A partir de aquí, y tras unos créditos acelerados difíciles de leer (entre otras cosas porque están en sueco), el director está ya dispuesto a todo. Para romper con la rapidez inusual de sus créditos, el tío cambia de ritmo. Todo es muy lento, no sea que el espectador derrape y se lastime. Frío y aséptico, como siempre, muy desinfectadito. Y entra (en teoría) en materia. Y en esa “materia” (fíjense bien en las comillas) no hay más que dos mujeres, porque la peli es como La Huella, pero en peñazo, aburrida, pedante y sin el Olivier y el Caine.
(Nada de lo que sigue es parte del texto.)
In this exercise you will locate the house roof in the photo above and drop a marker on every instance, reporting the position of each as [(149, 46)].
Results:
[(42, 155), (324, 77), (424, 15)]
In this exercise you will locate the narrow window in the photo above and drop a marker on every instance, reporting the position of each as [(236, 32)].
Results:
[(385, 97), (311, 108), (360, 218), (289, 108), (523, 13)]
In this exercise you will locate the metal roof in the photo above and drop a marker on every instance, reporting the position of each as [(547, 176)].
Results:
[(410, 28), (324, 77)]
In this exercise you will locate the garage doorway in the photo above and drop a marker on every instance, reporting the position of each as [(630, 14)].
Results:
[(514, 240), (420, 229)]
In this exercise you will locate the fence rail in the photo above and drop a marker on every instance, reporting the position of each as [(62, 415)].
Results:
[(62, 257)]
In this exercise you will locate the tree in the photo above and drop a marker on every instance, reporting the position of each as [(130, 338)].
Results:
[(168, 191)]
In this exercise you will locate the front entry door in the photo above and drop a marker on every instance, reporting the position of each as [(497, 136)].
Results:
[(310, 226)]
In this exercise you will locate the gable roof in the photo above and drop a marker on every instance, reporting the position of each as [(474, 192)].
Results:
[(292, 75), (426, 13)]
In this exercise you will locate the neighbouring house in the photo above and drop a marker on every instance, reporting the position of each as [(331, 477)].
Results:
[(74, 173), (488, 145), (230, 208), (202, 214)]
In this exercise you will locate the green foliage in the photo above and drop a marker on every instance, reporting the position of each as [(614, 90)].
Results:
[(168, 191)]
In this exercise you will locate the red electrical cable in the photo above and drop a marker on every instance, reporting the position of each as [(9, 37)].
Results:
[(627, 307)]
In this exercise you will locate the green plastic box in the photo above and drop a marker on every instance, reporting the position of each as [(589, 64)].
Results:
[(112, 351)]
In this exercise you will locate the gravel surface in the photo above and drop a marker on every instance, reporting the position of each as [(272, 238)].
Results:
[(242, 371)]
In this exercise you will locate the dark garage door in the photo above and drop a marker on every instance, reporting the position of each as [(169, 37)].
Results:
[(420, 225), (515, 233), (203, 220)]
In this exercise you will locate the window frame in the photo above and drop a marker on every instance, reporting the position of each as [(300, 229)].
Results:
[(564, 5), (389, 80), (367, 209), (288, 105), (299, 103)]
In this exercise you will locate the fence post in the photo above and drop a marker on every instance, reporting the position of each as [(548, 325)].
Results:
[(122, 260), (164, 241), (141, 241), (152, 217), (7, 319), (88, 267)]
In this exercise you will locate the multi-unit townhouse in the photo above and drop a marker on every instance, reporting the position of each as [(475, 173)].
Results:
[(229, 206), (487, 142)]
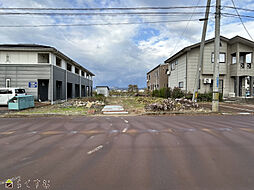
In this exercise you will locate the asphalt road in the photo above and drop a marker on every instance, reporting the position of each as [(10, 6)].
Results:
[(128, 153)]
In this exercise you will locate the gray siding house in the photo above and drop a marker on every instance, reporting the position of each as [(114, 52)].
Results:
[(236, 67), (157, 77), (44, 72), (104, 90)]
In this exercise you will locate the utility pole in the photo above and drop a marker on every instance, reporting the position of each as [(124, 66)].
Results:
[(216, 75), (201, 52)]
Vaya, tela marinera al canto.

Una de ella es una actriz, encerrada en un centro psiquiátrico desde hace tres meses: durante una representación de Electra le entró el yuyu, se olvidó de sus diálogos, se puso a reír y enmudeció. La otra es una enfermera, dispuesta y pizpireta, convencida de que con sus palabras y cariños sanará a la actriz y le devolverá su personalidad y el don de la palabra. Para que pueda llegar a ese punto, la directora del loquero, les cederá a las dos un monísimo chalet a orillas del mar.

La actriz es Liv Ullman, en el papel más descansado de su filmografía. Cuatro palabras, como máximo, en todo el metraje. Más esfuerzo que Harpo Marx, eso sí. La otra es Bibi Andersson, una cotorra, habla por los codos con el fin de curar a la mudita traumatizada. Mientras, ésta, la muda, la escucha, sonríe y mira al vacío. Bueno... al vacío miran mucho, las dos, aprovechando los momentos en que la Andersson cierra el pico. Miran por la ventana, se miran de frente, de soslayo, miran al horizonte. Y cada vez que “miran”, el Bergman se cuelga en interminables primeros planos de ambas mujeres. Y en esos puntos muertos, el músico minimalista (de los cojones) aprovecha para atronar con sus atonalidades.

A veces parece más loca la enfermerita que la Harpo. Pero a las dos les falta algún tornillo, eso seguro. La Andersson confiesa, a su modo, que es una calentorra y la Ullman (muda, pero no sorda ni tonta) lo pilla al vuelo y empieza a tirarle los tejos. El lesbianismo está servido, aunque de manera muy sutil, para no calentar a la platea. Con luz tenue, las chicas se soban un poco y se funde la fotografía.

Pronto aparecerá el mal rollo entre las dos. La Andersson quiere convertirse en la Ullman. Y, en parte, lo consigue. No del todo, pues la tía no calla ni a tiros. Y, claro, la otra se hace la muda (o la sueca)... La cotorra vuelve a largar sin parar. A veces, incluso se calla. Y entonces, ¡cómo no!, se miran. Un poco más. De soslayo, de frente, de pie, tumbadas, en la playa, en el salón... Y el minimalista dale de nuevo con el piano, los violines y el bombo.

¿Lesbianismo? ¿Vampirismo? ¿Menopausia? Todo puede ser. Es cuestión de comprarse unas gafas de pasta, dejarse una barba a lo Kubrick y fumar en pipa. Con ese uniforme es la única manera de entender las claves de Bergman.

Y la película sigue igual. No cambia de derroteros. Una charla; la otra calla y escucha, a veces observa unas setas. Y ambas vuelven a mirar. ¿Se tratará de una alegoría sobre la miopía? Podría ser. De golpe y porrazo, repite una escena de 5 minutos. La escena clave que desvelará la verdad de Persona, pues tras ella se esconde el misterio del film. Bergman demuestra ser consciente de que su cine es soporífero y, cuando vuelca su momento cumbre, al instante ha de repetirlo íntegramente (aunque filmado desde un ángulo distinto) por si alguien se ha dormido en el primer intento.

Y el tío se queda tan ancho. Alarga la cosa unos cuantos minutos más. Hace que se remiren de nuevo y, cuando le pasa por los huevos, cierra la película a lo brusco. Ovaciones, corte de oreja, de rabo y vuelta al ruedo.

Muchos, para tomar el pelo, deberían haber sido barberos antes que cineastas.

Por cierto... el Collins y la Lampreave, ¿qué coño pintan? Lo del Harry Potter-Tura lo aclara. No mucho, pero más o menos (sin llevar gafas de pasta) lo pillas.

Nota al margen: este es un post escrito con la sana intención de ampliar mi círculo de amistades.